Chapitre 49 : Un mur vivant

Chapitre 49/49100%~15 min de lecture2 837 mots

« Pourquoi est-ce qu'ils ne répondent pas ? »

Les quatre rebelles criaient toujours dehors. La nuit n'était pas encore tout à fait tombée, et on distinguait nettement leurs gestes.

L'un d'eux ramassa une pierre, monta dessus et regarda par-dessus le mur. En découvrant l'agencement de la cour, il sursauta :

« Il y a un second mur à l'intérieur ! Et des pièges au sol ! Ça ne doit pas être facile d'entrer. On ferait mieux d'appeler du monde demain. »

Ces derniers jours, Kuang Qianli et la petite charpentière avaient étudié les pièges, ainsi que les dispositifs de défense et de riposte de la cour. Le sol était couvert d'éclats de bambou et entremêlé de fils de pêche : quiconque y courrait comme l'avait fait le barbu l'autre jour se retrouverait en fâcheuse posture.

Fils de pêche mis à part, Qiao Xuejun leur avait aussi suggéré de tailler des éclats de pierre bien aiguisés et de les planter au fond de la tranchée. Celui qui y tomberait n'en sortirait pas indemne.

Un autre rebelle l'entendit et n'en crut rien. Il ricana :

« Qu'est-ce que tu te dégonfles ? »

Il poussa son camarade, monté sur la pierre pour escalader le mur. Puis il grimpa lui-même sur la pierre, passa par-dessus le mur sans regarder, et n'abaissa les yeux qu'au moment de sauter. Ce qu'il vit en dessous le laissa pétrifié.

Ça... il n'y avait pas le moindre endroit où poser le pied !

Wei Shanzhi regarda à son tour l'installation en contrebas et resta abasourdi :

« On ne nous avait pas dit que c'étaient juste deux gamines ? Pourquoi est-ce que c'est fortifié à ce point ? Ces deux vieux débris cherchent à nous envoyer à la mort ou quoi ? »

À vrai dire, leur propre camp sur la montagne n'était pas aussi bien préparé.

Il commença à douter des deux vieux Qiao.

« On fait quoi ? » demanda quelqu'un.

« On crie encore. Les gamines, c'est ce qu'il y a de plus facile à embobiner », suggéra un autre.

Joignant le geste à la parole, il héla de nouveau la cour :

« Les grands frères sont là pour vous protéger, n'ayez pas peur, sortez vite ! On a capturé vos grands-parents, ils ne vous embêteront plus ! »

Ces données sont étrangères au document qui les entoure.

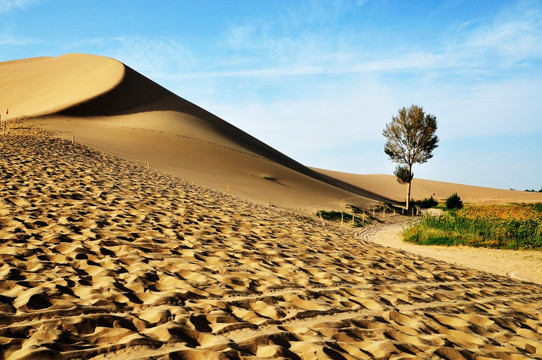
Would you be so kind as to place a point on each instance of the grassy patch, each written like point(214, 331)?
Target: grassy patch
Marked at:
point(515, 226)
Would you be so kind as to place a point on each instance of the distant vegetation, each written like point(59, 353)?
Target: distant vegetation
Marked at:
point(410, 139)
point(533, 190)
point(454, 202)
point(427, 203)
point(515, 226)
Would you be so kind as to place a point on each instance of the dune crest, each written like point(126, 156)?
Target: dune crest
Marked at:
point(104, 259)
point(110, 107)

Il attendit un moment, mais aucune réponse ne vint de la cour. Il en conçut un certain dépit :

« Bon sang, les petites, elles font encore semblant. »

Un autre, ayant lui aussi vu les défenses, hésita :

« Les deux vieux ne nous ont peut-être pas dit la vérité. Commençons par jauger la situation et par nous renseigner. Si ce qu'ils ont raconté se vérifie, on reviendra demain soir ! De toute façon, la cour est là : le moine peut fuir, pas le temple ! »

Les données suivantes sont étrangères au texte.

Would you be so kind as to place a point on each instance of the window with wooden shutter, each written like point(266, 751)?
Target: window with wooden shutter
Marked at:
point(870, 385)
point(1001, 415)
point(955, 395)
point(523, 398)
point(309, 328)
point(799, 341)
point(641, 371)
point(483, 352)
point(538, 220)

Ils craignaient que l'endroit ne soit pas occupé par la petite-fille des deux vieux, comme ceux-ci l'avaient prétendu, mais par toute une famille. Auquel cas, ils ne seraient pas assez de quatre.

Wei Shanzhi approuva :

« Les gens du bourg vont monter chercher de l'eau tout à l'heure. On les interrogera sur cette famille, et s'il n'y a pas de problème, on reviendra. »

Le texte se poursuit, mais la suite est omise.